The scientists used the data from the drone surveys to create a map—the most detailed to date—of the radiation in the forest, even discovering "previously unsuspected locations where the contamination was unusually intense," according to the statement.
Scientists are now saying that the first of the two explosions on April 25, 1986, reported by eyewitness accounts, was actually a nuclear explosion, and not a steam explosion, as had been previously thought.

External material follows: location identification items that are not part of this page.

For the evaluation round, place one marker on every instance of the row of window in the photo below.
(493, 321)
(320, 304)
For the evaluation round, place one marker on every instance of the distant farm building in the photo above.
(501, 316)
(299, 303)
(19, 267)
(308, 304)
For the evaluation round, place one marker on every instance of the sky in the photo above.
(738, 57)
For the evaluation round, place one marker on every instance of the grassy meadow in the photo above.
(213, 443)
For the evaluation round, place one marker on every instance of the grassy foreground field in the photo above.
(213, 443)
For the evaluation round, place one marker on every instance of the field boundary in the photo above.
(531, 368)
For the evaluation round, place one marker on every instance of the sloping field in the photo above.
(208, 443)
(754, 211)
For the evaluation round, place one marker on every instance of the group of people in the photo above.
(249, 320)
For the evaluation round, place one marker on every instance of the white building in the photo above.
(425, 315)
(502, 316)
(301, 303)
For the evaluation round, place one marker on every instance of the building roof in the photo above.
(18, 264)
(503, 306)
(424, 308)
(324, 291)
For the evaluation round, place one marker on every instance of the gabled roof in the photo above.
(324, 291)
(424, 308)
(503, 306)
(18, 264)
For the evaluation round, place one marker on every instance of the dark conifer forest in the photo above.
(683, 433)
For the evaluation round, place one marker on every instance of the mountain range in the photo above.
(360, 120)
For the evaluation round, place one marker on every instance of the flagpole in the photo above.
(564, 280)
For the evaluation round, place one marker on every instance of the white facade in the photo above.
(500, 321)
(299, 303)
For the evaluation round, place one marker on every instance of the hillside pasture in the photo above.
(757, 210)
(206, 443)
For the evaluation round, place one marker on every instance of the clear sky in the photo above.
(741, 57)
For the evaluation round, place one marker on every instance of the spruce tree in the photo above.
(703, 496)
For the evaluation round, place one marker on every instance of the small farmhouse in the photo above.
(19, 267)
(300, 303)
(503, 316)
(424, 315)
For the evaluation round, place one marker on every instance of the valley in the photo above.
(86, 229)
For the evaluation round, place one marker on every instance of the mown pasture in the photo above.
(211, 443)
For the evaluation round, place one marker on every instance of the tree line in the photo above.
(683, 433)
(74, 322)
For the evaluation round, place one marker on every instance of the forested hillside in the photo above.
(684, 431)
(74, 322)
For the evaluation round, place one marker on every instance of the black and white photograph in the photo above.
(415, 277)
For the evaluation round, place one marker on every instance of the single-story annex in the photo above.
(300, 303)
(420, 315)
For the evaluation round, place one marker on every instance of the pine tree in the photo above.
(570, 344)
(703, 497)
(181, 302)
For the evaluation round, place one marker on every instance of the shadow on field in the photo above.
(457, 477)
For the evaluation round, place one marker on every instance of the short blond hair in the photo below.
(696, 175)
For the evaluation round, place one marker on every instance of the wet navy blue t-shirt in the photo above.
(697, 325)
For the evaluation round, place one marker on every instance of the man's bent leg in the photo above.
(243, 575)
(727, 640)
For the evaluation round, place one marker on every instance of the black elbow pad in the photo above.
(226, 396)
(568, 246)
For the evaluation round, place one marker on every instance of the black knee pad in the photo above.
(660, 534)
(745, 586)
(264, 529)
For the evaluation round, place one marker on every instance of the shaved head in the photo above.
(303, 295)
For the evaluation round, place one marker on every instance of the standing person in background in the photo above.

Instead, experts believe the first explosion was a jet of debris ejected to an altitude of almost two miles by a series of nuclear explosions within in the Chernobyl reactor. Just seconds later, the steam explosion broke the reactor and sent more debris flying into the air at lower altitudes, according to the article.

The Chernobyl Disaster
One of the most deadly manmade disasters, the Chernobyl explosion of 1986 caused widespread environmental disaster. Early on April 25, operators conducted a test on the Chernobyl reactor prior to a routine shutdown. However, unknown to the operators, the "reactor core was in an extremely stable condition when they went to insert the control rods to shut down the reactor," according to the Bristol University statement. The resulting power surge caused an explosion with "400 times more radiation than the atomic bomb dropped on Hiroshima at the end of World War II," according to IFL Science.
Many died as a result of the explosion itself at the number four reactor, while others died later from acute radiation sickness.